When this page is useful

Use Tailwind CSS Color Palette Generator for Tailwind themes, design tokens, UI color scales, accessible buttons, dashboards, and brand systems. It is also helpful when you need a fast second opinion before copying numbers into a spreadsheet, invoice, lab note, design brief, homework solution, or project estimate.

Accuracy tips

  • Prefer measured values over rounded or advertised values whenever accuracy matters.
  • Write down the unit beside each number so the same calculation can be checked later.
  • Round final answers to a sensible number of digits; too many decimals can look more accurate than the inputs really are.
  • Use professional guidance for legal, tax, medical, electrical installation, or safety-critical decisions.

Common mistakes to avoid

The most common errors are entering the right number in the wrong unit, forgetting a multiplier such as 1,000, using a default rate that does not match your location, or treating an estimate as a certified result.

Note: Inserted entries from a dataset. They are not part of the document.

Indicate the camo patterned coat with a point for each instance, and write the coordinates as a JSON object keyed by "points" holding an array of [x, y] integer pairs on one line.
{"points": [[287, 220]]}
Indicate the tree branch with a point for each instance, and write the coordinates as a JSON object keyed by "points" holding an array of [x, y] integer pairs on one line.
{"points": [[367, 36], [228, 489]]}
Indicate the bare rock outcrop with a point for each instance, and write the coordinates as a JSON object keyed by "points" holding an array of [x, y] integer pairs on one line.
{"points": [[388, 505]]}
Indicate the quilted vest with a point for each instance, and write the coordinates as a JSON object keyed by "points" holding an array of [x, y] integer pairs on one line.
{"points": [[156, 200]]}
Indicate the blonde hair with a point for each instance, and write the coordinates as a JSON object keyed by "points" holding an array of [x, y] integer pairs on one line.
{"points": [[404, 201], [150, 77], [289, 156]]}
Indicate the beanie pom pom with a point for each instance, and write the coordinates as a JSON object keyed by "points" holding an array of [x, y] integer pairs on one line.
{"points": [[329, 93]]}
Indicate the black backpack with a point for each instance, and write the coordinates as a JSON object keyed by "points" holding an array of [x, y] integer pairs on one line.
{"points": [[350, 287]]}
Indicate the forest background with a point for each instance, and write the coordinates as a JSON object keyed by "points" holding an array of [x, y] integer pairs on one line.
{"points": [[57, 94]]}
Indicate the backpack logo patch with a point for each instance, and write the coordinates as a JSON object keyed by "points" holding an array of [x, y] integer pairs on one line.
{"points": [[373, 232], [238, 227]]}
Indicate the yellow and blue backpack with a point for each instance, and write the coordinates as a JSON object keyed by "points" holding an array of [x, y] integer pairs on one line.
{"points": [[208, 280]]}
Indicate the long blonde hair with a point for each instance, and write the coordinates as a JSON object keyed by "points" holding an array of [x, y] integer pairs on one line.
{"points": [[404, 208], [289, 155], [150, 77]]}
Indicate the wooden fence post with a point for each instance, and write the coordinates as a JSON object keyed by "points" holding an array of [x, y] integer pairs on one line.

If the answer seems surprisingly high or low, halve or double one input and see whether the output changes in the expected direction. That simple sensitivity check helps visitors trust the tool and understand the relationship between inputs and results.

Mini FAQ

Can I use this result directly?

For learning, planning, and quick comparisons, yes. For compliance, contracts, tax filing, health decisions, or electrical work, treat the result as a starting point and verify it against official guidance or a qualified professional.

Why do two calculators sometimes give slightly different answers?

Differences usually come from rounding, default assumptions, unit conversions, or whether the tool includes optional factors. Check the formula, input units, and rounding method before deciding which result is more appropriate.